The Maggie and Stephen affair is one of several models for romantic relationships The Mill on the Floss examines. The incestuous implications of Maggie's relationship with Tom -- hinted at on a subliminal level in the novel -- are more pronounced in this adaptation. If Eliot's novel is the product of the conservative Victorian era, this version -- with its exploration of sexual taboos -- is very much about the 1990s.

"There's a love, an intense love between the two of them," Arkos says of the strange brother/sister dynamic. "He's the only one who's been there for her." Tom's omnipresence in Maggie's life is what privileges her relationship with him over other, more romantically inclined suitors.

As a novel of a struggling rural family, The Mill on the Floss has long been part of the Marxist canon, and as a study of a woman's repression, it holds an iconic status in feminist criticism. It wouldn't be spoiling things to say that their doomed fate, to drown in a powerful flood, signals the ultimate union between them. (Come on, as if you couldn't see that coming in a novel whose epigram reads, "In their death they were not divided.")

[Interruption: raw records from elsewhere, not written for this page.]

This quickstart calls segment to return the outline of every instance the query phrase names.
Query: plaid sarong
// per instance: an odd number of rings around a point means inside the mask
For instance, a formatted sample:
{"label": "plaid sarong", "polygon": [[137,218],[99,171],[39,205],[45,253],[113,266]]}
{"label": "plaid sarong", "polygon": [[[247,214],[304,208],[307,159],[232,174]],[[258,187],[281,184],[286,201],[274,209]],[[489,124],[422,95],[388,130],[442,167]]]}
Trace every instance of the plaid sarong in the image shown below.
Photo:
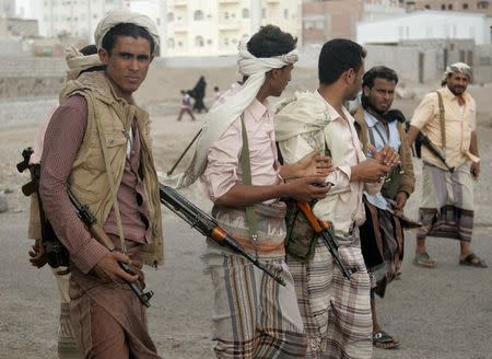
{"label": "plaid sarong", "polygon": [[305,358],[371,358],[373,323],[371,280],[362,257],[359,229],[342,240],[340,257],[355,268],[350,281],[333,264],[323,241],[308,263],[288,256],[294,277],[297,302],[308,337]]}
{"label": "plaid sarong", "polygon": [[305,357],[306,336],[283,259],[263,263],[286,287],[236,255],[212,248],[203,260],[214,289],[213,349],[218,358]]}
{"label": "plaid sarong", "polygon": [[424,163],[423,200],[419,209],[423,228],[418,239],[441,236],[471,241],[473,230],[473,180],[469,164],[454,173]]}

Still, that final flood scene reads like a deus ex machina in a script whose pacing is enriched by the slow unfolding of details and psychological insights (although it is foreshadowed through water imagery, stories of witches drowning and a conflict over irrigation laws). But according to Arkos and McCamus, Phillips takes full advantage of the text's natural imagery to prepare the audience for this conclusion.

"There's the inner life of Maggie, but Phillips also makes you aware of everything around her," says McCamus on the eve of technical rehearsals. "We really can't tell until we see the whole of it, but it does feel like there's going to be a constant awareness of the world outside that finally comes and takes them away."